Download or read book The Summer of 63 Vicksburg Tullahoma written by Chris Mackowski and published by Savas Beatie. This book was released on 2021-08-10 with total page 337 pages. Available in PDF, EPUB and Kindle. Book excerpt: “An important contribution to Civil War scholarship, offering an engrossing portrait of these important campaigns . . . this reviewer recommends it highly.” —NYMAS Review The fall of Vicksburg in July 1863 fundamentally changed the strategic picture of the American Civil War, though its outcome had been anything but certain. Union general Ulysses S. Grant tried for months to capture the Confederate Mississippi River bastion, to no avail. A bold running of the river batteries, followed by a daring river crossing and audacious overland campaign, finally allowed Grant to pen the Southern army inside the entrenched city. The long and gritty siege that followed led to the fall of the city, the opening of the Mississippi to Union traffic, and a severance of the Confederacy in two. In Tennessee, meanwhile, the Union Army of the Cumberland brilliantly recaptured thousands of square miles while sustaining fewer than six hundred casualties. Commander William Rosecrans worried the North would “overlook so great an event because it is not written in letters of blood”—and history proved him right. The Tullahoma campaign has stood nearly forgotten compared to events along the Mississippi and in south-central Pennsylvania, yet all three major Union armies scored significant victories that helped bring the war closer to an end. The public historians writing for the popular Emerging Civil War blog, speaking on its podcast, or delivering talks at its annual Emerging Civil War Symposium in Virginia always present their work in ways that engage and animate audiences.

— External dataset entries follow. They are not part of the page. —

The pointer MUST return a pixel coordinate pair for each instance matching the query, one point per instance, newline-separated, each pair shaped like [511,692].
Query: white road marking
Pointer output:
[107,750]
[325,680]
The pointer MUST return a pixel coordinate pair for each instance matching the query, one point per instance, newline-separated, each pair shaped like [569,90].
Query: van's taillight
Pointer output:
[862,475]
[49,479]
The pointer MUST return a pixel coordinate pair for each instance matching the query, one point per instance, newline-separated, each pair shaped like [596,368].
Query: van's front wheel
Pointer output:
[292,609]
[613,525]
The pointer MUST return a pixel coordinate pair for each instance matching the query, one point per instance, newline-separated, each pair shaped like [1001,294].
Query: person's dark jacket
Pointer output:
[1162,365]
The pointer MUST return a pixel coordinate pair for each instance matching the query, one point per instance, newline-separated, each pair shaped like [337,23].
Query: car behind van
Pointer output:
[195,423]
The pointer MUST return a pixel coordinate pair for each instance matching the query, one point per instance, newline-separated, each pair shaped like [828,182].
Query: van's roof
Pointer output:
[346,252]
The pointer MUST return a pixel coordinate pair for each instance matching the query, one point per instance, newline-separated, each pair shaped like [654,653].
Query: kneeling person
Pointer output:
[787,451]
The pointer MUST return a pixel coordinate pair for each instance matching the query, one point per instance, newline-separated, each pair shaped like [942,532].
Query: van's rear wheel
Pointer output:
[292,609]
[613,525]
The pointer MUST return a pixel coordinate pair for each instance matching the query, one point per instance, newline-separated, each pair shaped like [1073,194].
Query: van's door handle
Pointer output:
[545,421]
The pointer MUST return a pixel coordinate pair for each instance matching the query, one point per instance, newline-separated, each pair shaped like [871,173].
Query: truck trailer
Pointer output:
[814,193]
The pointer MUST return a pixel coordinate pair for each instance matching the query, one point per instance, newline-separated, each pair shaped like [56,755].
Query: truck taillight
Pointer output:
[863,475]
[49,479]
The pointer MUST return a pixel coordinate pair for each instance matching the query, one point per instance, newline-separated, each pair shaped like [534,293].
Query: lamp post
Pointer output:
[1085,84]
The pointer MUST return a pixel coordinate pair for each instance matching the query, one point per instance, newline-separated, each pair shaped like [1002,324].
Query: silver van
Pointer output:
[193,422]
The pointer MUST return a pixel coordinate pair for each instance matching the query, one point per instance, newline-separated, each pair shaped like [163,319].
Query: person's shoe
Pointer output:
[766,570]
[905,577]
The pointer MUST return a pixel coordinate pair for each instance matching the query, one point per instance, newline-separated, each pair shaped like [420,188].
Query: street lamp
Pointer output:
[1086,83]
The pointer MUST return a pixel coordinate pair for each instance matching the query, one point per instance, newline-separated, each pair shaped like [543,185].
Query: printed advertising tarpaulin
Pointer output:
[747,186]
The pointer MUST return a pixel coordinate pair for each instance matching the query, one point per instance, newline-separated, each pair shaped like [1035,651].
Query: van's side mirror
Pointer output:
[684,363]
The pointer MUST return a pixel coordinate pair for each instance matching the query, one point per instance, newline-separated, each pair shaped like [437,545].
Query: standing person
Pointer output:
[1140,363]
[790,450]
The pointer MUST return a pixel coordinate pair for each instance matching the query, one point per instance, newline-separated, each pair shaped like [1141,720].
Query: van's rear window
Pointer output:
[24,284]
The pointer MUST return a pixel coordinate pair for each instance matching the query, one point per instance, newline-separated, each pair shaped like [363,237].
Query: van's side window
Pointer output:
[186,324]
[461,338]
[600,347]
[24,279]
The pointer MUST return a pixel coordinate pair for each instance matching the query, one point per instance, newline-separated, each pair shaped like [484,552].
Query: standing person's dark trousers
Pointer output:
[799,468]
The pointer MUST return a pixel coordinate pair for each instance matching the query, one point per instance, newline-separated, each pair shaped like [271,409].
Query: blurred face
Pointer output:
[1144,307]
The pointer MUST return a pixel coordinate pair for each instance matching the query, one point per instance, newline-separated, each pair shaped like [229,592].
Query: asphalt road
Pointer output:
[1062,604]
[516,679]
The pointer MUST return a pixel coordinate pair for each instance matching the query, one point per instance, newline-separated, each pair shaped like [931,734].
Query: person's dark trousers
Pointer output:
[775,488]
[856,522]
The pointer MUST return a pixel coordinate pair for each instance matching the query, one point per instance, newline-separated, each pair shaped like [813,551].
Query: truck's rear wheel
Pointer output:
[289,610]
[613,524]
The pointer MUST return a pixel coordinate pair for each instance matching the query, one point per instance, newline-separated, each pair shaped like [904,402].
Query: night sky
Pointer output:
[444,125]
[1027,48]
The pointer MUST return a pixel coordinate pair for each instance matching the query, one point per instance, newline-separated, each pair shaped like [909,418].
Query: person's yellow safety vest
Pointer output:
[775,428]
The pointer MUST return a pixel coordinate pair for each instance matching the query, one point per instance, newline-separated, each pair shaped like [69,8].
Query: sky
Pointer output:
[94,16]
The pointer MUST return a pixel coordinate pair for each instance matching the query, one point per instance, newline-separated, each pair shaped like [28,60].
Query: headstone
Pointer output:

Their efforts entertain, challenge, and sometimes provoke with fresh perspectives and insights born from years of working at battlefields, guiding tours, and writing for the wider Civil War community. The Summer of ’63: Vicksburg and Tullahoma is a compilation of some of their favorites, anthologized, revised, and updated, together with several original pieces. Each entry includes helpful illustrations. This important study, when read with its companion volume The Summer of ’63: Gettysburg, contextualizes the major 1863 campaigns in what arguably was the Civil War’s turning-point summer.